Play with the type of oil. Olive oil is not the only choice, you can splurge on delicious nut oils (just remember they don't keep for too long even in the fridge) or you can save a few bucks using more neutral oils like sunflower or safflower. In any case make sure you taste your oil to make sure it hasn't gone rancid. The distinctive bitterness of bad oil will ruin anything and I've bought plenty of oil from grocery stores that's already rancid before it ever made it to the kitchen.
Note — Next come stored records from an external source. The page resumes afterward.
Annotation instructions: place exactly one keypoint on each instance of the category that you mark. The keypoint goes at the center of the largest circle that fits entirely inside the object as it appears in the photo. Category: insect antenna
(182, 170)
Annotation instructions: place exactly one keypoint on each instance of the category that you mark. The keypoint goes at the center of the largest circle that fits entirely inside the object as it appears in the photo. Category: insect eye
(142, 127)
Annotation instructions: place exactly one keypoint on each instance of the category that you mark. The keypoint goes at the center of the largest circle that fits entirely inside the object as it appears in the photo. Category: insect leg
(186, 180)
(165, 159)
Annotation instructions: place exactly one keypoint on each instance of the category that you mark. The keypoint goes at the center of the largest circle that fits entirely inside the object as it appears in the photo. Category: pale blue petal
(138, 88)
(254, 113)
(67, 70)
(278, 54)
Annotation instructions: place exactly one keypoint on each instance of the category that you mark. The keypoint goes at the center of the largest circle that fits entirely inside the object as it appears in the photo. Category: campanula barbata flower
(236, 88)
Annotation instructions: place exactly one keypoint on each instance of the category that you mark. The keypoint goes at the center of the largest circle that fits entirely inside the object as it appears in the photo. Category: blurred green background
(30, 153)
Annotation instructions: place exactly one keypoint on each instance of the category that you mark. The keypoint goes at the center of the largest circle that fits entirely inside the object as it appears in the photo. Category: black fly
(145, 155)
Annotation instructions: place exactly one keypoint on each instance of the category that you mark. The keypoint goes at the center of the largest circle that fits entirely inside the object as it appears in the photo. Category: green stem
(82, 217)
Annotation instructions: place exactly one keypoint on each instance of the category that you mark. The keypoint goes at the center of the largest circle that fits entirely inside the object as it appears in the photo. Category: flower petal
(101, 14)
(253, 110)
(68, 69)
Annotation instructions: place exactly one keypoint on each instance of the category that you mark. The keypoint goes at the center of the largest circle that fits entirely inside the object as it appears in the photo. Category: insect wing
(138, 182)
Vinegar is almost as limitless as wine. Try different kinds. Fortunately vinegar lasts forever so you can have a variety on hand. Don't bother with balsamic unless you're willing to drop about fifty bucks. Anything else is a cheap imitation of the real thing which takes decades to produce and warrants the price tag. There are plenty of great kinds of vinegar for those of us with more reasonable bud- gets: White wine, red wine, sherry, and champagne vinegars are all great options. A spoonful of minced shallot, a pinch of chopped herbs and a dab of dijon mustard and you have a classic vinaigrette. Just like all the great things we do in the kitchen vinaigrette is one of those areas where there are limitless possibilities with just a few ingredients. Once you've got the basics covered you can, of course, make all kinds of additions. Capers, anchovies, hard boiled eggs, nuts, cheese, meat, fruit, bread. But the beauty of a well-dressed salad is that you can be lazy and leave out all the fancy stuff and still have something tasty and so nutritious you can never eat enough of it.